Over the centuries, manuscripts were read, annotated, corrected, expanded, restored, dismantled and sometimes reassembled. They passed from hand to hand, moved between libraries, institutions and geographical areas, accumulating traces that reveal how they were used and reinterpreted by the communities that preserved them. The study of these layers of intervention allows scholars to reconstruct important aspects of medieval cultural history that often remain hidden when attention is limited to the transmitted text alone.
Two years after the international conference Uses and Reuses of the Manuscript Book in Medieval Southern Italy, previously presented in a MeMo story (MeMo in Dialogue with International Research), the reflections that emerged from that scholarly meeting have now been brought together in a volume that collects and further develops its results. Edited by Angela Cossu and Elvira Zambardi and published in the Bibliologia series by Brepols, the volume brings together contributions devoted to the material history of books, their circulation, and the transformations that shaped their transmission over the centuries.

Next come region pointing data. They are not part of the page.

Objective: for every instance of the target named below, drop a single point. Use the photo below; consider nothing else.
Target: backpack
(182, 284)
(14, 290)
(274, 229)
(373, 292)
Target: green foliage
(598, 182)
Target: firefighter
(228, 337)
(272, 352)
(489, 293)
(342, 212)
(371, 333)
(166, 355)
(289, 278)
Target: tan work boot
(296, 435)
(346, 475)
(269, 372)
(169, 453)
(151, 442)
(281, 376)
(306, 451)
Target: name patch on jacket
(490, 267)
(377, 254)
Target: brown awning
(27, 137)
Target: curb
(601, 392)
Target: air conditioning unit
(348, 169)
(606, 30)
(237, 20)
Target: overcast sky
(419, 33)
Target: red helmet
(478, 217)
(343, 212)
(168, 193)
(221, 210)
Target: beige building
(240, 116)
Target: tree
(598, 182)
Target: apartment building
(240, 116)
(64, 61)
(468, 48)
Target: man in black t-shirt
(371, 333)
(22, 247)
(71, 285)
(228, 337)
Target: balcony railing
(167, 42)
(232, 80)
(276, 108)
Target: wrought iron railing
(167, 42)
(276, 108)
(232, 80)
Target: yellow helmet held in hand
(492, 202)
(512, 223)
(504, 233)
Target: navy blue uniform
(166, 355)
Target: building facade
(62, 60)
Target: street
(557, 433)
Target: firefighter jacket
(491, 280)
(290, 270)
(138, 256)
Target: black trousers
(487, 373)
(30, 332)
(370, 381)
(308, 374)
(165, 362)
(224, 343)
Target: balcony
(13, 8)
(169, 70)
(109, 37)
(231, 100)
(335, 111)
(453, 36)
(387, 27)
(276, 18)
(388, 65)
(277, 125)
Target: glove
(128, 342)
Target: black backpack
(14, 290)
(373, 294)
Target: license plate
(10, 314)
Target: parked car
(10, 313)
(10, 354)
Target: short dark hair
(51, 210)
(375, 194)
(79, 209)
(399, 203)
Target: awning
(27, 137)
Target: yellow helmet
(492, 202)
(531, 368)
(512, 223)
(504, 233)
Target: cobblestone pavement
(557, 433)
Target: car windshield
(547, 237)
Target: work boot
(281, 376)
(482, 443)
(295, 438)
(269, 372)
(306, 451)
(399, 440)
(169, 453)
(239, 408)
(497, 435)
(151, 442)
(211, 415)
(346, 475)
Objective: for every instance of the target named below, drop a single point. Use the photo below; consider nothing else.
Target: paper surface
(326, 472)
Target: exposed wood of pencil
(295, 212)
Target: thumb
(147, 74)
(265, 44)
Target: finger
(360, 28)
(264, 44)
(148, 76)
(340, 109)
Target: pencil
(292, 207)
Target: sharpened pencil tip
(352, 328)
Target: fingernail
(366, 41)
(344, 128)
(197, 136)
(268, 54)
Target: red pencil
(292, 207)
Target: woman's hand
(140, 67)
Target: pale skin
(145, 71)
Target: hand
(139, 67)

The essays address a wide range of topics, from the movement of manuscripts across different regions to practices of reading and annotation, from the reuse of parchment fragments to the preservation history of illuminated codices. Together, they offer a multifaceted picture of the many ways in which books continued to live beyond the moment of their creation.

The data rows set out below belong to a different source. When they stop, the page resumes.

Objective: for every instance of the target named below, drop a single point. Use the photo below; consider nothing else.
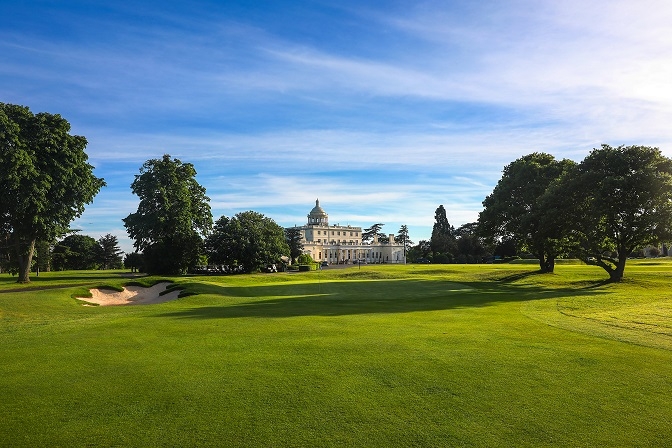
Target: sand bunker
(132, 295)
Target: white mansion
(343, 244)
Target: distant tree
(134, 261)
(108, 253)
(506, 247)
(403, 238)
(172, 217)
(45, 179)
(513, 212)
(304, 259)
(471, 248)
(614, 201)
(421, 250)
(75, 252)
(294, 241)
(375, 230)
(248, 239)
(443, 238)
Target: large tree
(172, 218)
(614, 201)
(372, 232)
(45, 179)
(75, 252)
(513, 212)
(108, 252)
(248, 239)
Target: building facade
(338, 244)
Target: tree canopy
(443, 238)
(614, 201)
(372, 232)
(172, 218)
(294, 241)
(76, 252)
(45, 179)
(513, 211)
(402, 237)
(248, 239)
(108, 252)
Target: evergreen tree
(443, 238)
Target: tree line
(602, 210)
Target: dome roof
(317, 211)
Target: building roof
(317, 211)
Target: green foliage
(305, 259)
(45, 179)
(443, 239)
(75, 252)
(614, 201)
(172, 217)
(248, 239)
(512, 211)
(373, 231)
(134, 261)
(108, 253)
(389, 356)
(403, 238)
(294, 241)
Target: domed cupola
(318, 216)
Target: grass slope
(379, 356)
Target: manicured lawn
(413, 355)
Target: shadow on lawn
(358, 297)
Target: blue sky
(381, 109)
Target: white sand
(131, 295)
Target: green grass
(418, 355)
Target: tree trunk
(546, 264)
(616, 275)
(24, 252)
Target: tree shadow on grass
(520, 275)
(361, 297)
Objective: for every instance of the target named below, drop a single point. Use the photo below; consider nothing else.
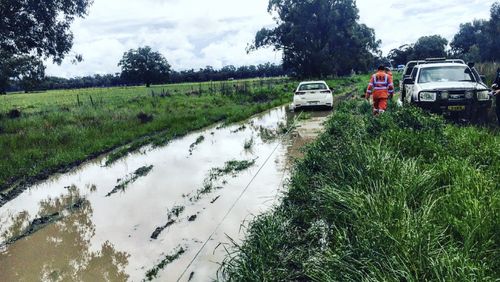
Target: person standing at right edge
(381, 88)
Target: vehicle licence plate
(456, 108)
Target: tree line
(478, 41)
(317, 38)
(113, 80)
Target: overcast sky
(197, 33)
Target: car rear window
(313, 86)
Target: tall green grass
(401, 197)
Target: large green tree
(144, 65)
(33, 30)
(319, 37)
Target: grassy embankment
(59, 129)
(402, 197)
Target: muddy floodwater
(148, 215)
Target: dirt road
(158, 213)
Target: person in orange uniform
(388, 71)
(381, 87)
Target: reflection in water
(109, 238)
(60, 251)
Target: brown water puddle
(69, 230)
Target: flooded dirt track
(147, 216)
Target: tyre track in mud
(127, 220)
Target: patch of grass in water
(153, 273)
(140, 172)
(241, 128)
(173, 215)
(249, 144)
(400, 197)
(43, 221)
(198, 141)
(230, 168)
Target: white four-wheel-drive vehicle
(313, 94)
(448, 87)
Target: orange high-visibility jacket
(381, 86)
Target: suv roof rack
(412, 64)
(436, 61)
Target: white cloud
(195, 33)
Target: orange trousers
(379, 105)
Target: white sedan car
(313, 94)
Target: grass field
(402, 197)
(57, 130)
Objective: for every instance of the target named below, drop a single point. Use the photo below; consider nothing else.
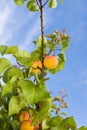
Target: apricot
(23, 115)
(36, 67)
(50, 62)
(26, 125)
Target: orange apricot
(26, 125)
(36, 67)
(23, 115)
(50, 62)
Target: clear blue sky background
(20, 27)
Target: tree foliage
(20, 89)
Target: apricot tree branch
(45, 3)
(42, 35)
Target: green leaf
(68, 123)
(12, 72)
(3, 48)
(15, 105)
(33, 93)
(7, 89)
(53, 3)
(62, 1)
(59, 67)
(32, 6)
(19, 2)
(11, 50)
(15, 125)
(64, 46)
(44, 110)
(82, 128)
(4, 64)
(62, 57)
(23, 58)
(55, 121)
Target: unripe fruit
(23, 115)
(26, 125)
(50, 62)
(36, 67)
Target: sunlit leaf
(62, 57)
(55, 121)
(3, 49)
(15, 105)
(11, 50)
(32, 6)
(33, 93)
(44, 111)
(7, 89)
(68, 123)
(59, 67)
(12, 72)
(4, 64)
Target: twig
(42, 35)
(45, 3)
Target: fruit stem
(42, 35)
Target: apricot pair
(50, 62)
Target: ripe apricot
(36, 67)
(50, 62)
(26, 125)
(23, 115)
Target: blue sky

Particularly significant is the volume’s connection with the Memory of Montecassino (MeMo) project. Both editors have been actively involved in the project, and many of the issues explored in the collection closely engage with themes central to MeMo: the circulation of books, the reconstruction of cultural networks, and the study of the traces left by readers, scholars and institutions over time.
The publication thus represents an important contribution to the study of medieval book culture in Southern Italy and bears witness to the vitality of a field of research that views manuscripts not as static objects, but as protagonists of complex histories shaped by encounters, movements, transformations and continuous processes of rediscovery.